Abstract: We are experiencing an amazing data-centered revolution. Incredible amounts of data are collected, integrated and analyzed, leading to key breakthroughs in science and society. This well of knowledge, however, is at a great risk if we do not dispense with some of the data flood. First, the amount of generated data grows exponentially and already at 2025 is expected to be more than five times the available storage. Second, even disregarding storage constraints, uncontrolled data retention risks privacy and security, as recognized, e.g., by the recent EU Data Protection reform. Data disposal policies must be developed to benefit and protect organizations and individuals. Retaining the knowledge hidden in the data while respecting storage, processing and regulatory constraints is a great challenge. The difficulty stems from the distinct, intricate requirements entailed by each type of constraint, the scale and velocity of data and the constantly evolving needs. While multiple data sketching, summarization and deletion techniques were developed to address specific aspects of the problem, we are still very far from a comprehensive solution. Every organization has to battle the same tough challenges, with ad hoc solutions that are application specific and rarely sharable. In this talk I will discuss the logical, algorithmic, and methodological foundations required for the systematic disposal of large-scale data, for constraints enforcement and for the development of applications over the retained information. I will overview relevant related work, highlighting new research challenges and potential reuse of existing techniques, as well as the research performed in this direction in the Tel Aviv Databases group.
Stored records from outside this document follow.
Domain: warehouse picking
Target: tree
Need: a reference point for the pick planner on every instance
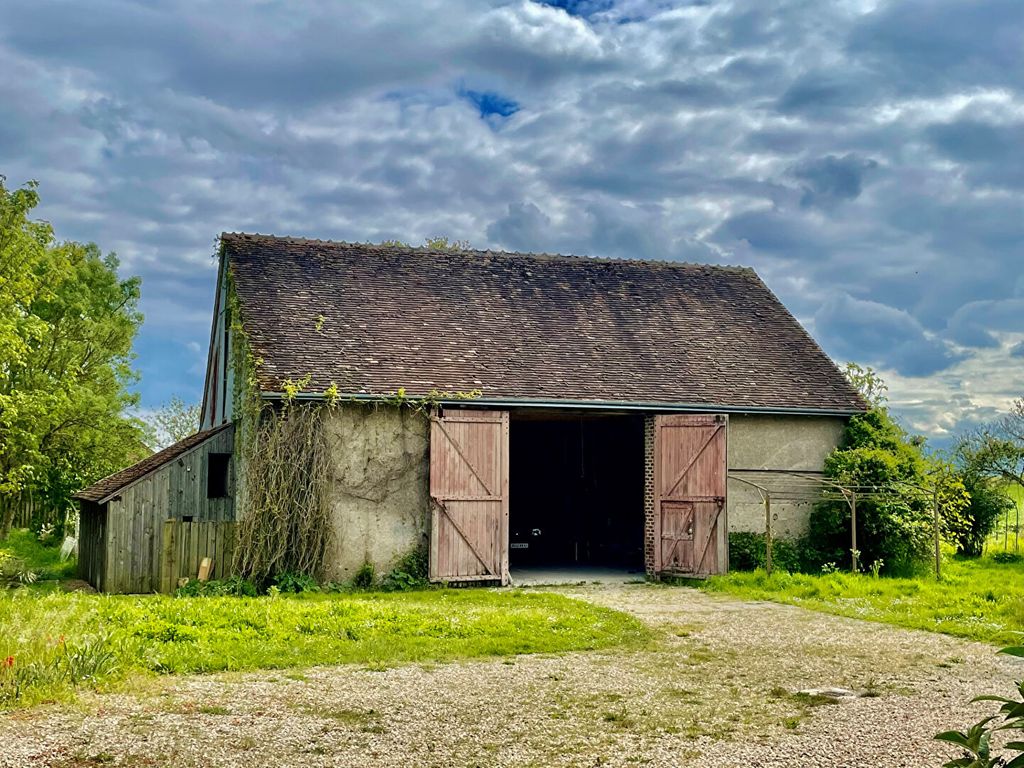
(997, 450)
(866, 381)
(991, 459)
(67, 327)
(174, 421)
(897, 486)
About the Speaker: Tova Milo received her Ph.D. degree in Computer Science from the Hebrew University, Jerusalem, in 1992. After graduating she worked at the INRIA research institute in Paris and at University of Toronto and returned to Israel in 1995, joining the School of Computer Science at Tel Aviv university, where she is now a full Professor and holds the Chair of Information Management. She served as the Head of the Computer Science Department from 2011-2014. Her research focuses on large-scale data management applications such as data integration, semi-structured information, Data-centered Business Processes and Crowd-sourcing, studying both theoretical and practical aspects. Tova served as the Program Chair of multiple international conferences, including PODS, VLDB, ICDT, XSym, and WebDB, and as the chair of the PODS Executive Committee. She served as a member of the VLDB Endowment and the PODS and ICDT executive boards and as an editor of TODS, IEEE Data Eng. Bull, and the Logical Methods in Computer Science Journal. Tova has received grants from the Israel Science Foundation, the US-Israel Binational Science Foundation, the Israeli and French Ministry of Science and the European Union. She is an ACM Fellow, a member of Academia Europaea, a recipient of the 2010 ACM PODS Alberto O. Mendelzon Test-of-Time Award, the 2017 VLDB Women in Database Research award, the 2017 Weizmann award for Exact Sciences Research, and of the prestigious EU ERC Advanced Investigators grant.